WASHINGTON, Jan. 20, 2016 - Clean energy investment flourished in China, Africa, the U.S., Latin America and India in 2015, driving the world total to a record $328.9 billion. This is up 4 percent from 2014’s $315.9 billion and surpasses the 2011 record by 3 percent, says Bloomberg New Energy Finance.

Last year was also the highest ever for installation of renewable power capacity, with 64 gigawatts (GW) of wind and 57 GW of solar photovoltaics commissioned, an increase of nearly 30 percent over 2014.

The latest figures from Bloomberg New Energy Finance show dollar investment growing globally in 2015 to nearly six times its 2004 total, despite influences that might have been expected to restrain expansion, such as the plunge in fossil fuel commodity prices.

“These figures are a stunning riposte to all those who expected clean energy investment to stall on falling oil and gas prices. They highlight the improving cost-competitiveness of solar and wind power, driven in part by the move by many countries to reverse-auction new capacity rather than providing advantageous tariffs, a shift that has put producers under continuing price pressure,” says Michael Liebreich, chairman of the advisory board at Bloomberg New Energy Finance.

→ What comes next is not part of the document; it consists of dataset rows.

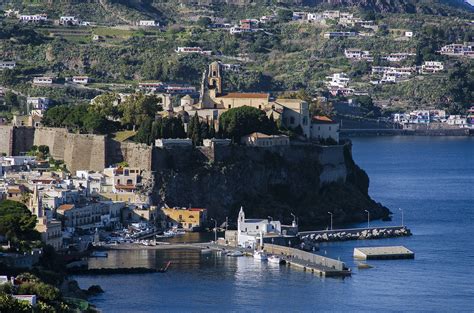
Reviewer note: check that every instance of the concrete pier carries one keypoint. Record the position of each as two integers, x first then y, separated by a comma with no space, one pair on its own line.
354,234
320,265
383,253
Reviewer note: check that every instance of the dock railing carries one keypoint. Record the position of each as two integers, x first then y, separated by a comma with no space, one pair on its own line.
300,255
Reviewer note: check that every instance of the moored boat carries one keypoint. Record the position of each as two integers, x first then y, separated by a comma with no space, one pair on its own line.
235,253
274,259
99,254
260,255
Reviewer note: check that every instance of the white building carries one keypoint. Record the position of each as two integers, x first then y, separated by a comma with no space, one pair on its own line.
315,17
339,80
331,15
249,231
43,80
323,128
37,104
68,20
7,65
457,120
330,35
163,143
265,141
357,54
197,50
33,18
148,23
80,79
430,67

“Wind and solar power are now being adopted in many developing countries as a natural and substantial part of the generation mix: They can be produced more cheaply than often high wholesale power prices; they reduce a country's exposure to expected future fossil fuel prices; and above all they can be built very quickly to meet unfulfilled demand for electricity. And it is very hard to see these trends going backwards, in the light of December's Paris Climate Agreement.”

Looking at the figures in detail, the biggest piece of the $329.3 billion invested in clean energy in 2015 was asset finance of utility-scale projects such as wind farms, solar parks, biomass and waste-to-energy plants and small hydroelectric schemes. This totaled $199 billion, up 6 percent on the previous year.